# Binkley 5th wheel



## bobsals (Aug 9, 2003)

Greetings all, I will be in the market for a fifth wheel in the near future and I was looking around for a fifth wheel hitch that could be mounted into the bed of my 2000 F-250 SD without damage and without drilling holes. I found one at www.bolthitch.com that does just that.  The hitch just uses the existing bed bolts to mount these two large rails to the bed. The hitch that goes with it is a 32K Binkley 5th wheel hitch. Has anyone here had any experience with Bolthitch or the Binkley?  :question:  Thanks,  Bob from W Sand Lake, NY


----------



## Gary B (Aug 10, 2003)

Binkley 5th wheel

Hi bobsals, I reseached the Bolthitch system and talked to the folks at the factory, I liked the idea if I had a newer truck and needed a 5th wheel hitch I'd consider it. The Binkley hitch is a commercial hitch for car haulers etc. the hitch they use for the 5th wheel RV's is a Hidden Hitch per my conversation with them.
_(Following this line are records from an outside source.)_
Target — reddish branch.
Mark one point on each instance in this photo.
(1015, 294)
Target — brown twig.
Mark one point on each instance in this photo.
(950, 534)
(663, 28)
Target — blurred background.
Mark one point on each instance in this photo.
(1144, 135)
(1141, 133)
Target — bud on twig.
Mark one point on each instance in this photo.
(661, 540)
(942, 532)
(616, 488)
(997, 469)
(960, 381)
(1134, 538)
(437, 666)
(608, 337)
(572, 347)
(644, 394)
All in all I think it a good hitch system, easy to install and remove, no drilling, when its out no bed rails in the way.    :bleh:  :approve:


----------



## bobsals (Aug 10, 2003)

Binkley 5th wheel

Thanks, GB, It seemed good to me too, but I have posted requests for information in these forums and it seems not too may people have seen or heard of them before. I have sent an e-mail to Bolthitch in regards to a slider for the bolt hitch, but no response yet. I have a short bed F-250.  Thanks for the reply,, Bob


----------